Leitsatz (amtlich)

1. Der Bundesanstalt für Arbeit (BA) steht es frei, ob sie sich auf das Vorliegen des Ruhenstatbestandes des § 116 Abs 3 AFG aF in dem 2-stufig ausgestalteten Verfahren für das Kurzarbeitergeld (Kug) bereits bei der Entscheidung über die Anerkennung der betrieblichen Voraussetzungen (§ 72 Abs 1 S 4 AFG) oder erst in der zweiten Stufe bei der Entscheidung über den Leistungsantrag gemäß § 72 Abs 2 AFG berufen will.

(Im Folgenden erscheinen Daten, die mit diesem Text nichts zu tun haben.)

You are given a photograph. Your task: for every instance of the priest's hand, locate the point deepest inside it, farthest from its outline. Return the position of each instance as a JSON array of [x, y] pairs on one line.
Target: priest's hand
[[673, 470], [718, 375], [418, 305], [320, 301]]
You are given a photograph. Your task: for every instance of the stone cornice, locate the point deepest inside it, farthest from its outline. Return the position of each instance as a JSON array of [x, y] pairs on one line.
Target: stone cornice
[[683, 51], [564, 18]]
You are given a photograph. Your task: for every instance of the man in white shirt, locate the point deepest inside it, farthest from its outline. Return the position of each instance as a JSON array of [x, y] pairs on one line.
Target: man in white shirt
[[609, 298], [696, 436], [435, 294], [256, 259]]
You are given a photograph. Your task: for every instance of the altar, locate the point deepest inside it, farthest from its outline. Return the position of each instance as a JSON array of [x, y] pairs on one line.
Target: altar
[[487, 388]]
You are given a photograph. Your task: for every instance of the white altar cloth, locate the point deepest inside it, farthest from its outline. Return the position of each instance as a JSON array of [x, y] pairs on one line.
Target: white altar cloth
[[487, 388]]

2. Der Schnellbrief des Präsidenten der BA vom 8.5.1984, mit dem das Ruhen der Leistungsansprüche von Arbeitnehmern angeordnet wurde, die in der Metallbranche mittelbar von den Auswirkungen eines Arbeitskampfes in Nordwürttemberg-Nordbaden und in Hessen außerhalb dieser Kampfgebiete betroffen wurden, ist kein Verwaltungsakt, auch nicht iS einer Allgemeinverfügung.

3. Der Anspruch auf Kug setzt das - zumindest teilweise - Fehlen eines arbeitsrechtlichen Entgeltanspruchs voraus.

4. Die Gerichte der Sozialgerichtsbarkeit haben trotz gewisser rechtsdogmatischer Bedenken die vom Bundesarbeitsgericht (BAG) entwickelte Rechtsprechung zum Arbeitskampfrecht, insbesondere dessen Lehre vom Arbeitskampfrisiko, aus Gründen der Rechtssicherheit zu respektieren, soweit festzustellen ist, ob arbeitsrechtlich ein Anspruch auf Arbeitsentgelt bestand.

5. Die Ruhenstatbestände des § 116 AFG aF und des § 4 NeutralitätsAnO aF erfaßten allein die Fälle der Gewährung, nicht aber der Nichtgewährung von Leistungen. Nur durch Gewährung konnte die BA eventuell ihre Neutralitätspflicht verletzen.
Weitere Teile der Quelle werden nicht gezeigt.